Statistiques sur les approches thérapeutiques :
- 48 % des patients trouvent une amélioration avec des ajustements nutritionnels.
- 29 % rapportent un bénéfice avec des médicaments.
- 23 % bénéficient d’un soutien psychologique.
Les Grands Principes :
- Hygiène de vie : Dormir suffisamment, gérer son stress, pratiquer une activité physique régulière.
- Nutrition : Régime pauvre en FODMAP (efficace chez 50 % des patients, mais à encadrer).
- Médicaments :
Antispasmodiques (contre les douleurs).
Gabapentinoïdes pour les douleurs de type brûlure.
Huile de menthe poivrée (Colpermin), efficace si elle traverse l’estomac intacte.
Fibres solubles comme le psyllium (mais pas de laxatifs irritants ni de morphine).
Thérapies complémentaires :
- Rééducation abdominale et kinésithérapie viscérale : Ces approches aident à renforcer la sangle abdominale et à réduire les distensions et tensions viscérales.
- Hypnothérapie digestive : Réduction des douleurs chroniques.
- Probiotiques spécifiques : Certaines souches ciblées peuvent être utiles.
Faux Mythes sur le SII
Le Professeur Sabaté a démystifié plusieurs idées reçues :
- Ce n’est pas une maladie héréditaire ni due à une carence enzymatique.
- Le SII ne dégénère pas en cancer.
- Ce n’est pas une maladie incurable, même si elle est chronique.
- Le SIBO (prolifération bactérienne de l’intestin grêle) peut être un mécanisme sous-jacent, mais ce n’est pas systématique.
Impact sur la Vie Quotidienne
Le SII est un handicap invisible qui peut avoir un impact majeur sur la qualité de vie :
- Vie professionnelle : baisse d’efficacité, absentéisme.
- Vie familiale : Le conjoint est autant affecté psychologiquement qu’en cas de maladies graves (impact multiplié par 3).
- Jeunes : Performances scolaires et sociales diminuées, absences fréquentes.
- Vie intime : Une sexualité souvent altérée.

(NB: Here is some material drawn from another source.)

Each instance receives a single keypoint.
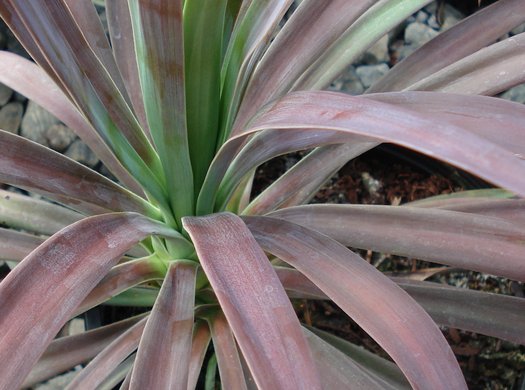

Enjeux Actuels et Recherches à Venir
-
Étude sur le microbiote intestinal (French Gut) :
Une grande étude démarrera début 2025 pour les personnes souffrant de SII, afin de mieux comprendre le rôle du microbiote dans cette maladie. Les inscriptions débuteront en janvier 2025. -
Transplantation fécale :
Bien qu’elle suscite de l’espoir, cette approche reste au stade expérimental, avec des résultats encore peu probants. -
L’endométriose et le SII :
Cette maladie gynécologique pourrait être un facteur d’hypersensibilité viscérale, mais des recherches supplémentaires sont nécessaires pour établir un lien direct. -
Troubles thyroïdiens et transit intestinal :
Une mauvaise régulation thyroïdienne (hyperthyroïdie ou hypothyroïdie) peut altérer le transit et doit être éliminée avant d’établir un diagnostic de SII.
Conclusion
Le syndrome de l’intestin irritable est une maladie complexe, mais les avancées dans la compréhension de ses mécanismes, notamment au niveau du microbiote et de l’axe cerveau-intestin, ouvrent la voie à de meilleures prises en charge. Bien que la guérison totale ne soit pas encore possible, une approche multidisciplinaire et personnalisée peut significativement améliorer la qualité de vie des patients.
Message clé : Consultez votre médecin généraliste pour un suivi adapté et n’hésitez pas à explorer les solutions nutritionnelles, psychologiques et complémentaires disponibles.